In 2001, samplings of the source water by Nassau County Department of Health (NCDH) revealed pesticide detections in 8 of 66 (12%) public supply wells tested. TCPA (tetrachloroterephthalic acid), a Dacthal metabolite, was the most frequently detected pesticide compound during the 2001 phase of the study.
Pesticide or pesticide degradation products were present in 5 of the 7 golf course irrigation wells tested. No detections exceeded a pesticide-related drinking water standard. The fungicide Metalaxyl was the most commonly detected compound, being found in 3 of the shallow irrigation wells tested.
Sampling in 2001 revealed perchlorate detections in 9 of the 60 (15%) public supply wells sampled in Nassau County. There were no perchlorate detections in the 7 shallow irrigation wells tested.
There were no detections of the metals arsenic and cadmium in any public supply well or golf course irrigation well tested.
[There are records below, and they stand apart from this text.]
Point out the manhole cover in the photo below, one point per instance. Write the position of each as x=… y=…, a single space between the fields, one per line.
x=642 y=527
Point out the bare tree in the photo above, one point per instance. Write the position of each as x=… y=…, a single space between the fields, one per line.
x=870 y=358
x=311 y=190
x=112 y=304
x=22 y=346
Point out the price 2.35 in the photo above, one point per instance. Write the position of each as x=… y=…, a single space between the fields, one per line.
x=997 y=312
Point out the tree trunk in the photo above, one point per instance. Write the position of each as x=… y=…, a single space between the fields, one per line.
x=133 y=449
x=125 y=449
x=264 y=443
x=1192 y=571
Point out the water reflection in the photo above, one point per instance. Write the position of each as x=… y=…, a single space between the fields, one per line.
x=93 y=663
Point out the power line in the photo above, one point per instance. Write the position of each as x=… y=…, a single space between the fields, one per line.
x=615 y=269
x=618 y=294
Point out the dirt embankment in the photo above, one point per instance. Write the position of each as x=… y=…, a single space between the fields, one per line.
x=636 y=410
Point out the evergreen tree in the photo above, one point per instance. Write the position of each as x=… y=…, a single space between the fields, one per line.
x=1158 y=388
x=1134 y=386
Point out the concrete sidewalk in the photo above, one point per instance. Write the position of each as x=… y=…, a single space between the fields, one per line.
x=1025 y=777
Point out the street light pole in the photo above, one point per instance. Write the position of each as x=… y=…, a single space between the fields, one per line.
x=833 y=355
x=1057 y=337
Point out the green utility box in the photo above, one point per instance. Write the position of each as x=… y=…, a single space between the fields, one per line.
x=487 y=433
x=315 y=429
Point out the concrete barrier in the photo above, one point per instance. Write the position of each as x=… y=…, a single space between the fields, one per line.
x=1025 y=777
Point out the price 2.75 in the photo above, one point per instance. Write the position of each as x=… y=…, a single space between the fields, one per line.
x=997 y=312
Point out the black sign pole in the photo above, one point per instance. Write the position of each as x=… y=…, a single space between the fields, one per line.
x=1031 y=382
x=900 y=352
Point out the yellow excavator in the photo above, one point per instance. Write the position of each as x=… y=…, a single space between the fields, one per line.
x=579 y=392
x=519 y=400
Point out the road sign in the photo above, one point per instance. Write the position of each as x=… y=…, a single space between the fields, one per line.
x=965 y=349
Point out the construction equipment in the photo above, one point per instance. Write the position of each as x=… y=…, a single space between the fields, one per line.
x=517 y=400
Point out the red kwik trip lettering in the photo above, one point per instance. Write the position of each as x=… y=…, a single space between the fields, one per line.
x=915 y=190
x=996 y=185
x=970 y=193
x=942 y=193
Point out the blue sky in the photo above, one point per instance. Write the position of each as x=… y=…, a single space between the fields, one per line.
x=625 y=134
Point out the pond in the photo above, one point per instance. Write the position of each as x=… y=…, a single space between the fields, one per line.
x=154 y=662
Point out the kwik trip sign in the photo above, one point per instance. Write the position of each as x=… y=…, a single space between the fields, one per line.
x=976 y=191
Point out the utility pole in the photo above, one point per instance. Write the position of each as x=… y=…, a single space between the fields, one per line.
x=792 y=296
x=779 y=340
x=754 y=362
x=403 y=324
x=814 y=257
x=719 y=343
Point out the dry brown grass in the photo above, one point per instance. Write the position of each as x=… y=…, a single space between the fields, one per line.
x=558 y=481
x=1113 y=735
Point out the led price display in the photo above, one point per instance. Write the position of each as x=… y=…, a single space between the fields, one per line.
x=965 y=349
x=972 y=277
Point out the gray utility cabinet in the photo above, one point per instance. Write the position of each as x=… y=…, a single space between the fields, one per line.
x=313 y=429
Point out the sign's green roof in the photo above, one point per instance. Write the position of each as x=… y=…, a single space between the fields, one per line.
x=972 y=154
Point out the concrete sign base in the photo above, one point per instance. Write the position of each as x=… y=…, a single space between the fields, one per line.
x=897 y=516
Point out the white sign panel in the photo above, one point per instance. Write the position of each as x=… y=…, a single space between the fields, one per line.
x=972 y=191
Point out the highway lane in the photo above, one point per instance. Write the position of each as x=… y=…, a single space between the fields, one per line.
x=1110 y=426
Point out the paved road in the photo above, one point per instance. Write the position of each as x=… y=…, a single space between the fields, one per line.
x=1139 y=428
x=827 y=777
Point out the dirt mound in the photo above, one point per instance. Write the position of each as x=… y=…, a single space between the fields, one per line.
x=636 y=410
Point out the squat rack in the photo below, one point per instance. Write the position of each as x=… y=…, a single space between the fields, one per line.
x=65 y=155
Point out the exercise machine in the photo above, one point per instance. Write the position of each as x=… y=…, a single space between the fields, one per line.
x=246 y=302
These metals were used in pesticide formulations in the past and their detection can be attributed to pesticide leaching.
Many of the samples collected for this monitoring program were collected in areas of known or suspected pesticide contamination (i.e., high-risk areas). The results, therefore, are representative only of the specific locales tested and should not be considered necessarily representative of ground water quality in other areas of Nassau County.